The healing of Simon’s mother-in-law is a classic healing story. It’s all fine and good. It’s what Jesus does. It’s what he’s good at. But there is something sort of disturbing about this story that doesn’t seem to have anything to do with healing. “Then the fever left her, and she began to serve them.”

What? She’s healed so that she can serve? Whom? Did she want to? That’s all she could do? Didn’t she have any other aspirations? If you are brought back from the edge, from almost death, or from the brink of what you thought your life had to be, shouldn’t there be something else for you, some sort of new vocation, new career, new identity? And she served them? As if that was what she was expected to do. As if that was the only thing she thought she could do. As if that was the only thing she could do?

But, what if the healing of Simon’s mother-in-law was bringing her back to be the mother she always was and that she always wanted to be?

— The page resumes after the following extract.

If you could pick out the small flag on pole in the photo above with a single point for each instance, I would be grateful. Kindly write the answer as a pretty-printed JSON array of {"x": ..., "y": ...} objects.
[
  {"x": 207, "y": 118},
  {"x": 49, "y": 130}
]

And in being brought back to who she was, she became a disciple, called to minister, to serve, like the angels did for Jesus in the wilderness and like the Son of Man, who did not come to be served but to serve?

Have you ever felt like God has brought you back from the brink … to yourself? That you were called back from a place that was not fully you, to be you?

Jesus lifted her up. What if resurrection is being raised up to be who you always were and were always meant to be? That it won’t be hilltop houses, driving 15 cars or bathrooms you can play baseball in (“Rockstar,” Nickelback) but the radical, emotional, incredible feeling of being you. That being raised up is not just some sort of spiritual future but your present reality, here and now, to live you. Your mind, spirit, body, everything together, everything that you were always meant to be. The story of Simon’s mother-in-law tells us that God does not call us to be something we are not but is in the business of restoring us to who we really are.

Of course, most of the time it’s easier to live on the brink, to surround yourself with people and projects and performances that allow you to pretend this is you, that let you avoid the feelings and frustrations and fears that come with acknowledging what is important in your life. It is so hard to live who you are. To paraphrase one of my favorite quotes, “The world is full of people who will go through their whole lives and not actually live one day. I do not intend on being one of them.”

I think a lot of us spend a good part of our lives living on the periphery of ourselves.

The healing of Simon’s mother-in-law (and I so wish she had a name) is God being, living who God is. God called Jesus to be who he was. That’s what the incarnation is all about. Jesus didn’t go around pretending to be something that he wasn’t. “Please, please, let this cup pass. My God, my God, why have you forsaken ME?” are not laments about what should be but the truth about what is.

Being human is to what God committed God’s self and therefore, being who we are is what God wants us to be. God brings us back from the brinks of our lives, from despair, from disease, from desperation, to live. Because then, maybe, we will actually know, feel, and get that we are a part, that God needs us to be a part, of what’s at stake for God when God decided to become one of us.

Jesus will take you by the hand. God will raise you up. When you are brought back from the edge, from the brink, your question will be that of Simon’s mother-in-law, “What am I doing here?” What will your answer be? “I am ______.” That’s who God wants me to be. This is who I am.